CHAPTER 5
ANALYSIS OF RISK AND RETURN
ANSWERS TO QUESTIONS:
1. a. Risk refers to the chance for some unfavorable event to occur. In finance, risk is the
possibility that actual returns or cash flows from an investment will be less than expected.
b. Probability distributions define the percentage chance of occurrence of each of one or more
possible outcomes.
c. The standard deviation is a statistical measure of the dispersion of a variable about the
mean. It is an absolute measure of risk and is measured as the square root of the weighted
average squared deviations of individual observations from the mean.
d. The required rate of return of an investment is the level of return investors demand, given
the risk of the investment.
e. The coefficient of variation is a measure of relative risk. It is defined as the ratio of the
standard deviation to the mean of some variable.
f. A portfolio is efficient if, for a given standard deviation, there is no other portfolio with a
higher expected return, or, for a given expected return, there is no other portfolio with a lower
standard deviation.
g. The efficient frontier consists of the set of efficient portfolios
h. The capital market line is a line joining the risk-free rate and the market portfolio. It
indicates the risk and expected returns that can be obtained by investing various proportions
of one’s wealth in the risk-free security and the market portfolio of (risky) securities.
i. Beta is a measure of the systematic risk of an asset or security. It is defined as the ratio of the
covariance of returns for some asset or security j and the market portfolio m to the variance of
returns on the market portfolio.
j. CAPM is the Capital Asset Pricing Model, a theory which describes the relationship between
risk and required return for securities and other assets.
k.

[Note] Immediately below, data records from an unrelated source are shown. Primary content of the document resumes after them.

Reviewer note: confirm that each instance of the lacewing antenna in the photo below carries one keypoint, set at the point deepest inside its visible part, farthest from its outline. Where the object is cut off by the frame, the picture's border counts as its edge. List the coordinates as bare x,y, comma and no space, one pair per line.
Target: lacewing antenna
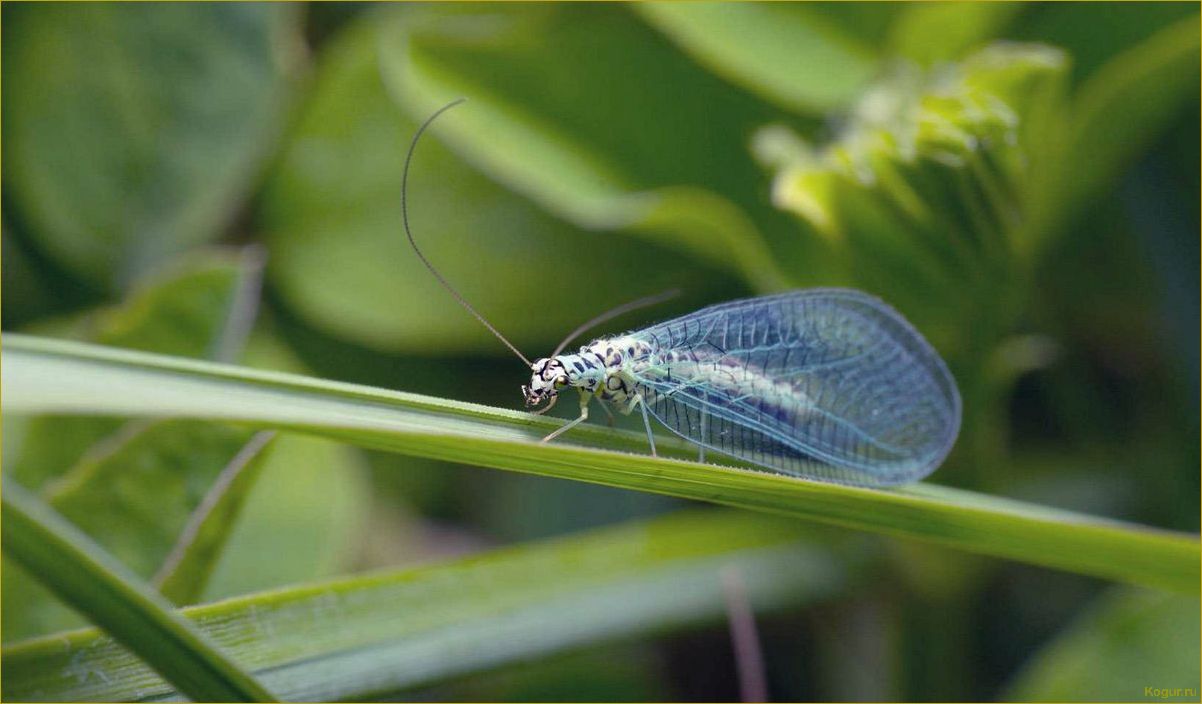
409,233
614,312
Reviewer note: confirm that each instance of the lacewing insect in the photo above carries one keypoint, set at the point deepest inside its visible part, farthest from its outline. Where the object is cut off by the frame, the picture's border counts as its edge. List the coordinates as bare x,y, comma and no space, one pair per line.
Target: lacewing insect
823,383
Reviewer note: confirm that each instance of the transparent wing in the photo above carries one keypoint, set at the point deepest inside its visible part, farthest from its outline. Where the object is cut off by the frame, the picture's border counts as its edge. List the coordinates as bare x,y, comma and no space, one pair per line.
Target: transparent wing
822,383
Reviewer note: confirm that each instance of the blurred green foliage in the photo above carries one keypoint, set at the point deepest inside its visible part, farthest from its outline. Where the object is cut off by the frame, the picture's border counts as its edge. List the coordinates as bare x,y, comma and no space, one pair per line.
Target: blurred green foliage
1019,179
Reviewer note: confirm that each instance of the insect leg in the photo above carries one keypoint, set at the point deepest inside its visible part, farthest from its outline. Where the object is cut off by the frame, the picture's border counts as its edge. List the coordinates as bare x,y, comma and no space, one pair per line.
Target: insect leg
565,428
647,423
607,412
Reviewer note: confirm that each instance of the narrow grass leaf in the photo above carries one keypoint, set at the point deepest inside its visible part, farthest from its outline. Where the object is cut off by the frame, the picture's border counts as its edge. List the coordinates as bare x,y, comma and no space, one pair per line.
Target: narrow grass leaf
69,377
369,636
87,578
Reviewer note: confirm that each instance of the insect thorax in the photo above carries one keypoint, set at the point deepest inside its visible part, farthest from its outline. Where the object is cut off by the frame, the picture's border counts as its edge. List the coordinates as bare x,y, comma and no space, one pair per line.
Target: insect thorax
604,367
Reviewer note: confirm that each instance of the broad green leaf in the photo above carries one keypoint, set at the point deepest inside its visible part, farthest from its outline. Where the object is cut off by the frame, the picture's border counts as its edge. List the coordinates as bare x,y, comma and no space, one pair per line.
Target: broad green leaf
1093,34
185,572
929,33
304,518
69,377
1116,113
132,495
339,257
131,487
100,588
787,53
135,131
670,165
201,305
370,636
1131,645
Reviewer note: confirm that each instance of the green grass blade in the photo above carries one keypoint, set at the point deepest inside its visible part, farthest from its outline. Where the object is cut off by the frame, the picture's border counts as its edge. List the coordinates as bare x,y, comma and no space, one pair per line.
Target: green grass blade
83,576
374,634
47,376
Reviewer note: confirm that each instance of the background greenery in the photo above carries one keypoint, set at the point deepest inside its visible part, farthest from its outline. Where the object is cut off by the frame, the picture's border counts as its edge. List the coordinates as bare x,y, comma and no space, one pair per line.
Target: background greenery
220,182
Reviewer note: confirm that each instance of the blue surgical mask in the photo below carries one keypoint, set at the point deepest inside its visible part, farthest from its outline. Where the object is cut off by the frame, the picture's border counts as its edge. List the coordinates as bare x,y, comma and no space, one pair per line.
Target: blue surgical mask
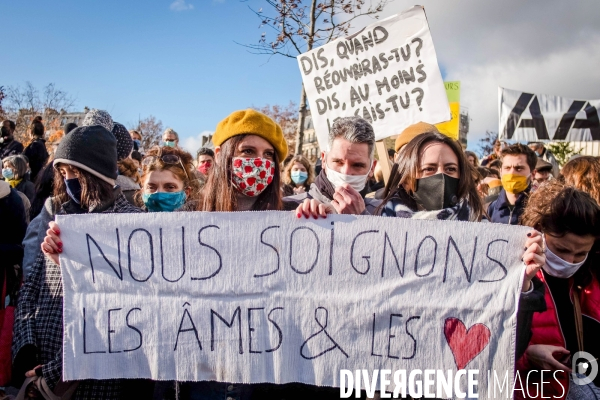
74,189
299,177
164,201
8,173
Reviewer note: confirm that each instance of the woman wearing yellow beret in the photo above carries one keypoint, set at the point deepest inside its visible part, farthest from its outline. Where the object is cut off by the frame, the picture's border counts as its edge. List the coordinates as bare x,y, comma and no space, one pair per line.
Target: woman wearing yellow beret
248,149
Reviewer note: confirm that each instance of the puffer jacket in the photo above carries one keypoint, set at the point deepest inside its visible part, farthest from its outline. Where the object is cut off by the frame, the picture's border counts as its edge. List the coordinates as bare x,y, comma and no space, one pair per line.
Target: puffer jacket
547,329
38,326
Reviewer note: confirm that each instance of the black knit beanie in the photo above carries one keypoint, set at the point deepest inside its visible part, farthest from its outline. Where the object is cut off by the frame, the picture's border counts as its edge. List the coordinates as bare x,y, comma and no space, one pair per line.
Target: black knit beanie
91,148
69,127
124,141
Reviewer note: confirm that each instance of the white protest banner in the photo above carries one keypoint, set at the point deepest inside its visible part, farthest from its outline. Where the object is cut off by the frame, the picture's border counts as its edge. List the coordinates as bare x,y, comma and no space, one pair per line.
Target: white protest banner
538,117
386,73
264,297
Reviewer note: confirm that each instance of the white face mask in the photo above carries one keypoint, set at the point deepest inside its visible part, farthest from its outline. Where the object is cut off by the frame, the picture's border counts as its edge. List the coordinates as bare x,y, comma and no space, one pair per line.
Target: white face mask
557,267
337,179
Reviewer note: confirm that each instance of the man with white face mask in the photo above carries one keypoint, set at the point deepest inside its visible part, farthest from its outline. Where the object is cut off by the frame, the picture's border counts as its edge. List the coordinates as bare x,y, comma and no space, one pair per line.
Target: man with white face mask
347,166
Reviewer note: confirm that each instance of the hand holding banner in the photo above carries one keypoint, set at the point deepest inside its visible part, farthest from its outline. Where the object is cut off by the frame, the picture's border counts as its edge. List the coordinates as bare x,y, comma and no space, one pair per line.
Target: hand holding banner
263,297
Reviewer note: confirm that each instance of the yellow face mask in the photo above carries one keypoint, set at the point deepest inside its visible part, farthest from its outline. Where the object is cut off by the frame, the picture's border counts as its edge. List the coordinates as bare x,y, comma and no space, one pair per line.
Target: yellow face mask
514,183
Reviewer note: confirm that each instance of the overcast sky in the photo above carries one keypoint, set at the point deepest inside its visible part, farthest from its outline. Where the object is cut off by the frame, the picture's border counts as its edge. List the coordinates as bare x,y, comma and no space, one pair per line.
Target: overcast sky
178,60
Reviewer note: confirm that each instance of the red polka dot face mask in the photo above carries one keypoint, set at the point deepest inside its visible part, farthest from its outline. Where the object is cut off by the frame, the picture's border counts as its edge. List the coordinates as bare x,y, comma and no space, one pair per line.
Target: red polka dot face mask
251,176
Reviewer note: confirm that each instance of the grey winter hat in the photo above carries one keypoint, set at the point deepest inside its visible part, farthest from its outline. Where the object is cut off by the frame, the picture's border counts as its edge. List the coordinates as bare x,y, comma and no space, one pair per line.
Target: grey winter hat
98,117
92,149
124,141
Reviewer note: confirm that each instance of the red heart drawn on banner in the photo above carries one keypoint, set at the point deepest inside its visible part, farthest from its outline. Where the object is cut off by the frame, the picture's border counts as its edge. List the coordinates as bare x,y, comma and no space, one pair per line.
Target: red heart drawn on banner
465,344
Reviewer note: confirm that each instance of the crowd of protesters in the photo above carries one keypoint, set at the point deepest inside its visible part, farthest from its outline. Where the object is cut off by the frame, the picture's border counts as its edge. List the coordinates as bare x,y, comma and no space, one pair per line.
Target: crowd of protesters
100,167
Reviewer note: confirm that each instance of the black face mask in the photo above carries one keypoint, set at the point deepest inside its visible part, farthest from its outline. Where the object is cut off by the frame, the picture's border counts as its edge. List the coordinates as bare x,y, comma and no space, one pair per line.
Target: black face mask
5,133
436,192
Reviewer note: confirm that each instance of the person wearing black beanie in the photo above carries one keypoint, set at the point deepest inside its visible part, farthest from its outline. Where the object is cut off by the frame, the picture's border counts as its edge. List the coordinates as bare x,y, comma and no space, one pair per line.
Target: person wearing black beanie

The correlation coefficient is a relative statistical measure of the degree to which two series
of numbers, such as the returns from two securities, tend to move or vary together.
l. A portfolio is a collection of two or more assets or securities.
m. The characteristic line is a regression line relating the periodic holding period returns for a
47
48  CHAPTER 5/ANALYSIS OF RISK AND RETURN
specific security to the periodic holding period returns on the market portfolio.
n. The security market line defines the relationship between systematic risk and the required
returns for individual securities.
o. The covariance is an absolute statistical measure of the degree to which two series of numbers
tend to move or vary together.
p. Systematic risk is that portion of the variability in a security's return that is caused by factors
affecting the market as a whole. It is also called nondiversifiable risk.
q. Unsystematic risk is risk that is unique to a firm. It is also called diversifiable risk.
2. The probability distribution of a security whose returns are known with certainty is a single
vertical line with a height equal to 1.0 (100%) at the level of the known return.
3. "Risk-free" U.S. Government bonds have virtually no risk of default, but they are exposed to
interest rate risk -- the chance that interest rates will rise, causing bond prices to fall and investors
to experience either a real or an "opportunity" loss.
4. With increased inflation expectations, required returns on bonds would tend to increase and bond
prices would decline.
5. The coefficient of variation and the standard deviation of a security's return will give the same
relative measure of risk when compared to the risk of another security when both securities have
the same level of expected returns.
6. Diversification can reduce the risk of a portfolio of assets below that of the weighted average risk
of the individual assets because when assets are combined together in a group or portfolio,
extreme returns in one direction from one asset may be offset by extreme returns in the other
direction from another asset.
7. The primary variables that influence the risk of a portfolio of assets are the risk of the individual
assets in that portfolio, the relative proportion of each asset in the portfolio, and the correlation
between the returns of the assets in the portfolio.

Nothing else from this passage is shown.